De veerkracht van Joodse jongeren na de oorlog
Ze hadden de oorlog overleefd in de kampen of de onderduik. Velen vroegrijp met meer levenservaring dan een gemiddelde volwassene. Anderen waren ontspoord, ontwricht door het ontbreken van een gezinscontext, door het slepen met hen van onderduikadres naar onderduikadres.
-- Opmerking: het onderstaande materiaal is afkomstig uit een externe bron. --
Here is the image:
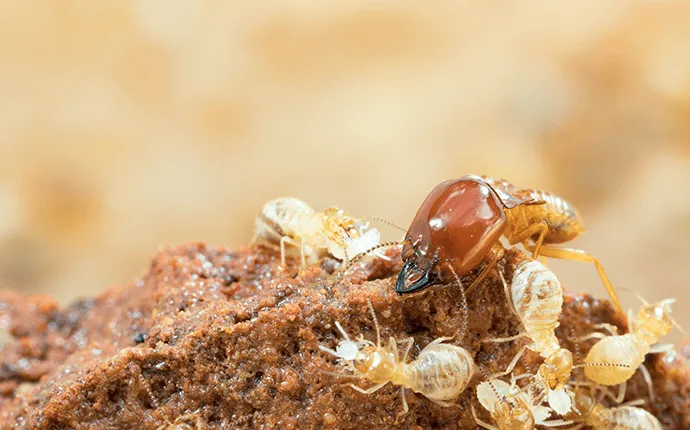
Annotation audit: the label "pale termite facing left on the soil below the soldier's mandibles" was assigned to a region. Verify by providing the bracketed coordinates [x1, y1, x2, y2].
[319, 301, 475, 414]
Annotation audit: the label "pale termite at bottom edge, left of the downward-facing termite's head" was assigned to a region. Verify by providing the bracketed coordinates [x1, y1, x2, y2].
[472, 379, 551, 430]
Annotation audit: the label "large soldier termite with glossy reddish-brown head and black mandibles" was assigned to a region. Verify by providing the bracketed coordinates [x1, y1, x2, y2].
[395, 175, 621, 309]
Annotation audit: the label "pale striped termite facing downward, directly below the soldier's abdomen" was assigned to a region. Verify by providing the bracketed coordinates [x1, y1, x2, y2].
[484, 258, 627, 415]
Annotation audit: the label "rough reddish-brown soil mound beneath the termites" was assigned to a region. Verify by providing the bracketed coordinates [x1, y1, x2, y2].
[0, 243, 690, 430]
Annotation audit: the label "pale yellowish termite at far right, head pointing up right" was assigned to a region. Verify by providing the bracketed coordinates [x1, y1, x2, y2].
[585, 299, 677, 386]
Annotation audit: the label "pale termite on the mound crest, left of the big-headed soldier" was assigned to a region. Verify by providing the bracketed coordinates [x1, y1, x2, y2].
[253, 197, 380, 267]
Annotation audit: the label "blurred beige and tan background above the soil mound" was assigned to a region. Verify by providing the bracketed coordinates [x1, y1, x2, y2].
[0, 0, 690, 340]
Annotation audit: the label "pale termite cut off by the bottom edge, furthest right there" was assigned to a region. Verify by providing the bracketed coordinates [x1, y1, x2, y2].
[554, 389, 662, 430]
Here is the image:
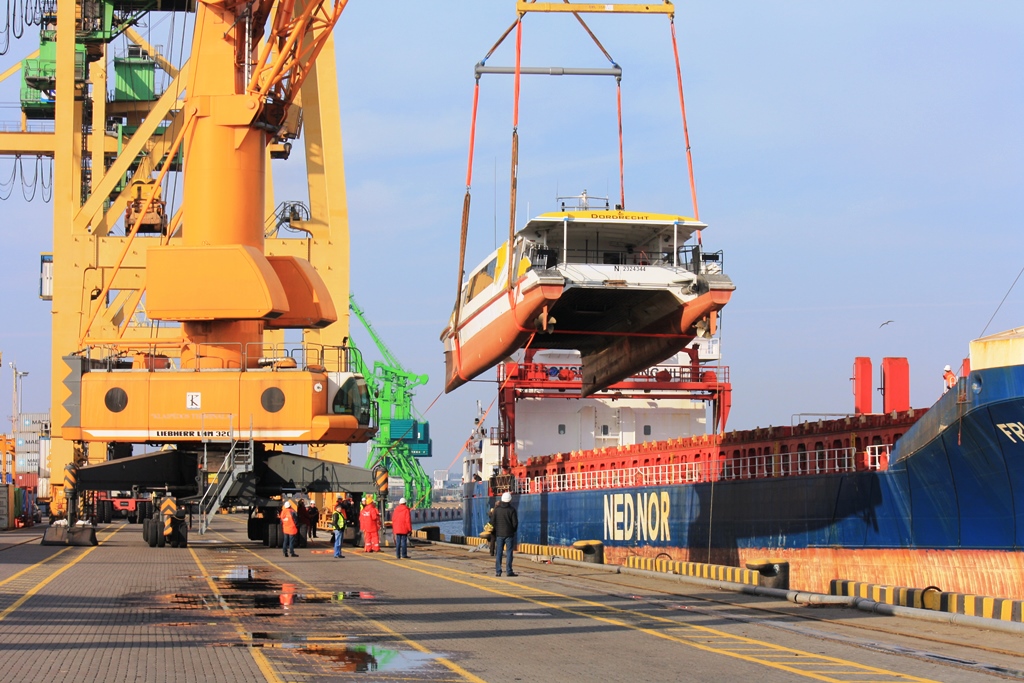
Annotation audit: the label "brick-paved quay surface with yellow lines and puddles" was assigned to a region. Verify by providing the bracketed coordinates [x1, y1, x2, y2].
[0, 514, 1024, 683]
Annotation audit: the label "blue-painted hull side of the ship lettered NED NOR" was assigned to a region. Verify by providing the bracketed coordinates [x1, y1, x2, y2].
[464, 366, 1024, 591]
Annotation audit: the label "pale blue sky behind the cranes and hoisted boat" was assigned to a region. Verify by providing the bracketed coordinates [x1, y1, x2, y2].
[0, 0, 1024, 481]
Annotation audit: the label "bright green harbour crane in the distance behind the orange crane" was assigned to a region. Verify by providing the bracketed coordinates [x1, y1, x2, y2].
[348, 295, 431, 508]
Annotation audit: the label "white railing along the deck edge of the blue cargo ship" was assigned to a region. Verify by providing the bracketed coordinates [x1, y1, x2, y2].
[514, 444, 892, 494]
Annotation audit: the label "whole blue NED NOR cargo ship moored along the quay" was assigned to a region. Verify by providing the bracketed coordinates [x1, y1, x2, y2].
[464, 328, 1024, 599]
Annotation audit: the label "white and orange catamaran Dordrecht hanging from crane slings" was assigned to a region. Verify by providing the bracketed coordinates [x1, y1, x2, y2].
[441, 191, 735, 395]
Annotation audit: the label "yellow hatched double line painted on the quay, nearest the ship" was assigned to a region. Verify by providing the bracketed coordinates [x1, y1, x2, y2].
[370, 553, 936, 683]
Maar één ding hadden ze gemeen bij de bevrijding in 1945: ze leefden. Deze generatie jonge Nederlandse Joden vond vaak moeilijk aansluiting bij hun niet-Joodse generatiegenoten, die vrijwel de hele oorlog in de schoolbanken waren blijven zitten. Een nieuw thuis vonden zij bij elkaar, in de diverse en bonte wereld van de Joodse jeugdbewegingen.
Het is dit verhaal dat Manfred Gerstenfeld wilde vertellen: hoe al die jongeren elkaar terugvonden en zich vol energie stortten op de opbouw van het Joodse leven en daarbij elkaar tot een hand en een voet waren. Zijn motivatie was daarbij heel persoonlijk: niet alleen heeft de bekende Jeruzalemse publicist zelf een actieve loopbaan gehad in verschillende Joodse jongerenorganisaties, ook wijlen zijn vrouw Marianne Gerstenfeld-Schwarz bewaarde daaraan goede herinneringen.
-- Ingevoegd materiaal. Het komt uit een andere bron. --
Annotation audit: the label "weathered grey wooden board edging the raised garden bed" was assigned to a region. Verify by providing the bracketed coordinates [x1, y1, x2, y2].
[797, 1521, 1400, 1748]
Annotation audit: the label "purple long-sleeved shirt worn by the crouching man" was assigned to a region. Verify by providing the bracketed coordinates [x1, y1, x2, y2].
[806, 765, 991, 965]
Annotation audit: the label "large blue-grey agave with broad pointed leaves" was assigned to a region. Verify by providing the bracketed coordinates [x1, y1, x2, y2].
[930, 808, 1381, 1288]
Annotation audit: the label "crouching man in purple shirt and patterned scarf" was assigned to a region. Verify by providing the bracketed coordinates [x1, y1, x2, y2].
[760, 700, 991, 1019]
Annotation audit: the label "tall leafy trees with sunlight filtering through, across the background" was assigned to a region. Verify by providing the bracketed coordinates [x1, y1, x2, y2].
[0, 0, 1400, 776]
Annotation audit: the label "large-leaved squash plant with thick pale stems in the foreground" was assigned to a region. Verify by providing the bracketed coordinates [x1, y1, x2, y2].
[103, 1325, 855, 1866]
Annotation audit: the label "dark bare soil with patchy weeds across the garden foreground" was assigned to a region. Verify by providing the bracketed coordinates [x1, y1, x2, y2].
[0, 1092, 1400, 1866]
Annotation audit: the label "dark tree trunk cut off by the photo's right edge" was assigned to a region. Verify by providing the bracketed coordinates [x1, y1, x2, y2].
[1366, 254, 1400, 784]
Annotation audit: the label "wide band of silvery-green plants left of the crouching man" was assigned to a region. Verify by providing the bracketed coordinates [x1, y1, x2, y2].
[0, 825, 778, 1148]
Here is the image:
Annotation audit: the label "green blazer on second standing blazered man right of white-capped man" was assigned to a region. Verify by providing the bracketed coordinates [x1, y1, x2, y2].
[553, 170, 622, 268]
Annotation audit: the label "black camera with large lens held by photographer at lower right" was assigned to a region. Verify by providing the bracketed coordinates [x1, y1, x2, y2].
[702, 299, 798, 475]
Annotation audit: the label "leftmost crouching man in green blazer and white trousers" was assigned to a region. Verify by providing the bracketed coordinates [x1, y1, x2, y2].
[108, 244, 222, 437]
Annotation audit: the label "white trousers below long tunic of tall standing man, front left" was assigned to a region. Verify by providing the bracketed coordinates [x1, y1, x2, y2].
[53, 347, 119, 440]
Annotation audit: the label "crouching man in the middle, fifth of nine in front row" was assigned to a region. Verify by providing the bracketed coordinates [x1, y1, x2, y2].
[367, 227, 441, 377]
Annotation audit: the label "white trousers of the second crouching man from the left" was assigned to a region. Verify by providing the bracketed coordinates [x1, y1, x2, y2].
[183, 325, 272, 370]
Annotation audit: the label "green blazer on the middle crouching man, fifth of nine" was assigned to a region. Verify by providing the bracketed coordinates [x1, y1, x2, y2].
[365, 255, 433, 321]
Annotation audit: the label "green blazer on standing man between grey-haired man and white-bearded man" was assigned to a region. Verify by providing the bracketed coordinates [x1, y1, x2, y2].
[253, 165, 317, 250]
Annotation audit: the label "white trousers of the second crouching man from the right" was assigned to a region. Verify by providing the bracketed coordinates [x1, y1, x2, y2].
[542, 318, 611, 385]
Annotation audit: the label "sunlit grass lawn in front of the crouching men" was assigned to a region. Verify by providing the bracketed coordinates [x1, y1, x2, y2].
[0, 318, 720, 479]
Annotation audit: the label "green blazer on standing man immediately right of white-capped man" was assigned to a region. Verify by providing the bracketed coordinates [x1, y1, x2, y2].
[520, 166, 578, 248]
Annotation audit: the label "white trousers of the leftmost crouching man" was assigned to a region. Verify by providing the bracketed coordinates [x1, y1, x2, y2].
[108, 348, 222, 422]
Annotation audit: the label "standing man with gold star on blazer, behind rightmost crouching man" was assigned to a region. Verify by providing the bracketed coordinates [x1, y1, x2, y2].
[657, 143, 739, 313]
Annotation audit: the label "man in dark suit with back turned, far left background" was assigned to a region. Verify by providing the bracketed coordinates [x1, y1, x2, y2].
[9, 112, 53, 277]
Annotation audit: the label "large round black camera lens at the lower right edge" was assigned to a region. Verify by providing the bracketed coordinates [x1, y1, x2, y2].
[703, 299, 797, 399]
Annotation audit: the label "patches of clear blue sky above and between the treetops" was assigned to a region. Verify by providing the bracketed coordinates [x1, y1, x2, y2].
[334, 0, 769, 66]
Ter nagedachtenis van haar startte Gerstenfeld een project waarbij zijn medewerker Wendy Cohen-Wierda tal van Nederlandse Joden in met name Israël interviewde over hun ervaringen in de naoorlogse jeugdbewegingen. Het resultaat is een fraaie interviewbundel, die bijzonder toegankelijk is en prettig leest. Ook wie niet vertrouwd is met de details en nuances binnen de Joodse gemeenschap, zal onder de indruk raken van de aangrijpende persoonlijke verhalen.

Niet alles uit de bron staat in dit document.